Recently I’ve been working with a small group of people who manage the records for a medium sized business. As soon as I arrived they made a point of telling me that in their newish building, they were located in an area with no view while their IT colleagues were on the other side of the building with views to open spaces and water. This is somewhat typical of attitudes towards Records and IT teams and happens in a lot of organisations.
Locating the records team in this way relegates the idea of records and filing to the days of fling clerks in basements when no-one but he filing clerks knew what information was in what file.
Today it is widely recognized that records are everyone’s business and everyone needs to take responsibility for filing the information they create.
However it is still seen as tedious and nobody really wants to ‘do filing’. They’d much rather someone else did it for them.
Not so easy in the electronic age when individuals can create many documents or spreadsheets or presentations on a daily basis. Everyone needs to know where and how to file their e-docs.
This is where a structure for filing documents is so important. When you go to save a document or spreadsheet or a photo even, you need to find a place for it so you can find it again.

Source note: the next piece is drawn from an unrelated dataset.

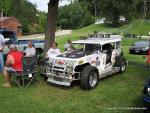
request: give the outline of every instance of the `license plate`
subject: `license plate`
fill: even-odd
[[[137,51],[135,51],[136,53],[139,53],[139,51],[137,50]]]
[[[54,80],[56,80],[56,81],[63,81],[63,78],[54,76]]]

It’s also useful to file your document with other items on the same or similar topic.
A ‘Google’ type search on your documents will work if two conditions are present:
- you have allocated keywords from a standard list to each document so when you search using a particular keyword, you will find all the documents on that topic
- there are not too many items to be searched.
This approach is fine in a newish business when there are not many documents but falls over as more and more items are added to My Documents or a shared drive when it takes longer to search through them all or the search engine stops working because of the load.
Even in larger businesses where there might a person or group of people with responsibility for records and filing, their role is more to establish a process and system for you and everyone else to use to file items. They don’t ‘do filing’ except for the items they create themselves.
The other benefit of doing your own filing – electronic or paper – is that you will remember what categories you have used and you will know where to look for items when, at some later date, you go looking for a document that you know is there somewhere, or that you need in a hurry, or if you want to re-use some information you’ve already created.
Re-using existing document is a marvelous productivity booster – but that’s a story for another day.